Eggless Carrot Muffins

With an accidental click of an Ocado button, this week we managed to buy three bags of carrots rather than three carrots. I've therefore been on a mission to use them all up before they turn into a bag of orange mush, at the bottom of the fridge. 

These eggless carrot breakfast muffins are delicious, moist and freeze well. There is quite a lot of goodness packed into them so when Chiquita is being extra fussy, I know these will get her appetite back, without me feeling guilty about it!

You will need...

Ingredients (for approx 18 muffins): 

  • 200g wholewheat self-raising flour
  • 85g oats
  • 110g dark brown sugar 
  • 1 tbsp baking powder
  • 60ml Vegetable Oil
  • 250ml milk
  • 2 big tbsp's of natural yoghurt
  • 3 peeled and grated medium carrots
  • A generous handful of desiccated coconut

Step One: 

Put the flour, oats, sugar, coconut and baking powder into a big bowl and mix together. I always sieve the flour first as I don't have an electric whisk. 

Away, chubby fingers!

Step Two: 

Add in the vegetable oil, milk, yoghurt and carrot and stir until they are all very well blended. If it still looks dry, add some extra milk.

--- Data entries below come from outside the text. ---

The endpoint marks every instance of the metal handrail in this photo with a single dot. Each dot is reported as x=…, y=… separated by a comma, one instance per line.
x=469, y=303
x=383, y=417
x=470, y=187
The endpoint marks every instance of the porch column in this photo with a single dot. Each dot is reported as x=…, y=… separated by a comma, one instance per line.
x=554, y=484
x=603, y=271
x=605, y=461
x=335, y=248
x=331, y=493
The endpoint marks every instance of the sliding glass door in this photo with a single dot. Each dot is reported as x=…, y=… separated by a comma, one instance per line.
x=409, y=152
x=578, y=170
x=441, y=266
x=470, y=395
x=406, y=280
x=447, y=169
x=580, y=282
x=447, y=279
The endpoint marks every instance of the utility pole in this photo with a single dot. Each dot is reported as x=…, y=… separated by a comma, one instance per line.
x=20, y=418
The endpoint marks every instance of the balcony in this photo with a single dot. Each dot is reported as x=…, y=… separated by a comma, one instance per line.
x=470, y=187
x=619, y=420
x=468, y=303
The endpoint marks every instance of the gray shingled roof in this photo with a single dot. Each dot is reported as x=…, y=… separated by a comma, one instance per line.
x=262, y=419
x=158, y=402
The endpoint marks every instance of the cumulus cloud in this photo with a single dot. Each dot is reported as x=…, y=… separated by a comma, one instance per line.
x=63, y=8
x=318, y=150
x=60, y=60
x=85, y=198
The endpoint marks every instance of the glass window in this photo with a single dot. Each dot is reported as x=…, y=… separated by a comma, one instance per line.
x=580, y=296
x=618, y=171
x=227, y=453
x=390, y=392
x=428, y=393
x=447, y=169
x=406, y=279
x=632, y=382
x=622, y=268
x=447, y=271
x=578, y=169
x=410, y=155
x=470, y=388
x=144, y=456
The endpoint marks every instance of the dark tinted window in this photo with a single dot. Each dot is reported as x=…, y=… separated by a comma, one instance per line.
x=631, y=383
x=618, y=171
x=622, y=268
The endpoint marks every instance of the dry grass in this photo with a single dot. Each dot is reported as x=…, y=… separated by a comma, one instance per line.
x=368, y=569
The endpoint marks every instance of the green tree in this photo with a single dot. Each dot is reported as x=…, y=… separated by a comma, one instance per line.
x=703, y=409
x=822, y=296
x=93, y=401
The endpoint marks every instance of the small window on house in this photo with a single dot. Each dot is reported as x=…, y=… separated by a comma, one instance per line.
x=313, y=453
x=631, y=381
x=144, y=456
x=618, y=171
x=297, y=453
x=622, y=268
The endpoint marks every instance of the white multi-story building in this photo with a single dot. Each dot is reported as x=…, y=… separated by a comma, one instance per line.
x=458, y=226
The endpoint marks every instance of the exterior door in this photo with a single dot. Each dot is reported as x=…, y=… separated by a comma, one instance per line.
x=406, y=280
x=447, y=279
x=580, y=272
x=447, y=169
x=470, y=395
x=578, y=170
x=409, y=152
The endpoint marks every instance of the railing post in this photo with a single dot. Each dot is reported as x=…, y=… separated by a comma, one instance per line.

They don't rise too much in the oven so some more liquid won't hurt. 

Step Three: 

Scoop the mixture into some cupcake liners, then sprinkle some coconut onto the top. 

Step Four:

Shove them in the oven at 180 degrees for twenty minutes. During this time, do the washing up, hoover the house, put away the washing and change a nappy one handed.

Step Five: 

Take them out of the oven, leave them on a plate to cool for about five minutes then shove at least 3 in your mouth before the kids get their sticky little fingers on them!